Oriori no Uta : Poems for All Seasons

The past, the future――

snowlight faintly glows

 

Taneda Santōka

From Sōmokutō (Grass and Tree Pagoda, 1940). After a troubled and stormy youth, Santōka in middle age became a Buddhist priest, From 1925 until shortly before he died in 1940, he roamed Japan as a begging monk. This haiku, titled “Return,” is from mid-December, 1939, when he had finally settled down in Matsuyama City in a little house he called “A Blade of Grass.” The past and the future, it hints, are boundless and vast, but a faint light shines on both, like the dim glow given off by snow at night.

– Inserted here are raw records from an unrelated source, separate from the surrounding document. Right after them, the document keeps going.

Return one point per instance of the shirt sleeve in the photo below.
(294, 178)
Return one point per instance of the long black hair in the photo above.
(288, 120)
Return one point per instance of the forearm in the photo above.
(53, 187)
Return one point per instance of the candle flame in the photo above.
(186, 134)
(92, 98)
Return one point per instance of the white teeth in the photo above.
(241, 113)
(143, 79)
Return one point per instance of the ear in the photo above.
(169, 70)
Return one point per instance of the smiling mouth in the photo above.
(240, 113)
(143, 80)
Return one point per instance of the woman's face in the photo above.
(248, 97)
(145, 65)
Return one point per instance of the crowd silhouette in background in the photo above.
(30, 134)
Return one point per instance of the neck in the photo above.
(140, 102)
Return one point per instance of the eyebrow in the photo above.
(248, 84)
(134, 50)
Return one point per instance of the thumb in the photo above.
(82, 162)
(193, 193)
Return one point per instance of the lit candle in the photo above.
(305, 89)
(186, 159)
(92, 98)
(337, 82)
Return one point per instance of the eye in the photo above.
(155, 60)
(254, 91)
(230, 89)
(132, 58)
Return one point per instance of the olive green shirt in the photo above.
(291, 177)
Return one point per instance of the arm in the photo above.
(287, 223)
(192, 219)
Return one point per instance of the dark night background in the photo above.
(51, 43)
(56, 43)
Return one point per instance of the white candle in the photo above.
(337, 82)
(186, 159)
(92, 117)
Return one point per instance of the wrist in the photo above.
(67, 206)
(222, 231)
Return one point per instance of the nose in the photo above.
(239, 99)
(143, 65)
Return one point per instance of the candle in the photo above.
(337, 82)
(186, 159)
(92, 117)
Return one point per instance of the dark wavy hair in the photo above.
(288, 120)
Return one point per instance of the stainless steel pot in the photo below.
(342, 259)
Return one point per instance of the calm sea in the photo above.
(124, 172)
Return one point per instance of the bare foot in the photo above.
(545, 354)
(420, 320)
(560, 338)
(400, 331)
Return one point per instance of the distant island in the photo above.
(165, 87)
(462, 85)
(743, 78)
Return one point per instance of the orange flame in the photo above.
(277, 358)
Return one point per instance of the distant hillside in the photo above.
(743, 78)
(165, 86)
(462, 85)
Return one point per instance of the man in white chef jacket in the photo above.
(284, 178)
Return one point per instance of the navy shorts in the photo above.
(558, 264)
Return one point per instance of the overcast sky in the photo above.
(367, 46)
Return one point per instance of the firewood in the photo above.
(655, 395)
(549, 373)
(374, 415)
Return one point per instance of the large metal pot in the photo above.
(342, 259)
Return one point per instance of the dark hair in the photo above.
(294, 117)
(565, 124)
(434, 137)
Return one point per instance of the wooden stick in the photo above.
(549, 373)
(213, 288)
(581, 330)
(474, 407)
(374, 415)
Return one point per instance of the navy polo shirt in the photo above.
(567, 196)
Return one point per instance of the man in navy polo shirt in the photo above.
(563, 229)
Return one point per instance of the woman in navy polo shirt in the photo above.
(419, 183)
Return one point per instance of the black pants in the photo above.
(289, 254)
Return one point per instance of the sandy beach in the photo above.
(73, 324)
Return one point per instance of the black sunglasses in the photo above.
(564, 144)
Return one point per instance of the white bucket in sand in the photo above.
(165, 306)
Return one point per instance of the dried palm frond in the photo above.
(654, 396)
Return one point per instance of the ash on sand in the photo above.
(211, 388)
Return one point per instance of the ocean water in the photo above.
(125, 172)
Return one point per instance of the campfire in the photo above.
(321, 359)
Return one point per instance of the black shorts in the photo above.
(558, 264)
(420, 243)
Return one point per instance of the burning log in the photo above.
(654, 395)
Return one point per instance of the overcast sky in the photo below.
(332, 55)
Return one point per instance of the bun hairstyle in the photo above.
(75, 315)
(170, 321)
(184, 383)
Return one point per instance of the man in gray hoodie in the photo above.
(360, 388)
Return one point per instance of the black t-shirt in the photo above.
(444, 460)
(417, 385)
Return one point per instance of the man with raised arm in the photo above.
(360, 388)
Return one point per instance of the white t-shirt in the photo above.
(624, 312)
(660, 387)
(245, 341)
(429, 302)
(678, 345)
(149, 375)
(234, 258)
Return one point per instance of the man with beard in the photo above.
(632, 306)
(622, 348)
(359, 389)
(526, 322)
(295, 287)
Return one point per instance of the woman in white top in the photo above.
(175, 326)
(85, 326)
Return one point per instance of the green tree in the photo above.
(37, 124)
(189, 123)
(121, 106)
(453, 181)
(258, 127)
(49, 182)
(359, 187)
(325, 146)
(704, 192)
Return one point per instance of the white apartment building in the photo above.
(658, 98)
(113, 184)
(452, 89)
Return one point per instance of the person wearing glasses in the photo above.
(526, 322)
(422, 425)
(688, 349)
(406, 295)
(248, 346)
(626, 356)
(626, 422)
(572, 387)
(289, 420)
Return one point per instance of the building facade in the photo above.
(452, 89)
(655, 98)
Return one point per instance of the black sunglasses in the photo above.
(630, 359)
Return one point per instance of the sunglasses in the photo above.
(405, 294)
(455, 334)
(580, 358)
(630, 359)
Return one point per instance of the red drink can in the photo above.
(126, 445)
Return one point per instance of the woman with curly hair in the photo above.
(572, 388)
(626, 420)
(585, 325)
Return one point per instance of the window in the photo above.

Ten months after moving into A Blade of Grass, Santōka died.

 

こしかたKoshikataゆくすゑyukusue

yukiあかりakariするsuru

種田山頭火(たねだ さんとうか)

『草木塔』(昭一五)所収。波乱の前半生ののち出家得度した山頭火は、大正末年から昭和十五年の死の直前にいたるまで、日本中を一笠一杖の身で漂泊しつづけた。これは十四年十二月半ば、松山市に仮寓一草庵を得てやっと定住した時の句で、「帰居」と前書きする。来し方も行く末も茫洋、しかしそこに窓の雪あかりに似たほのかな光がさしている、と。一草庵に入って十ヵ月後、彼は死んだ。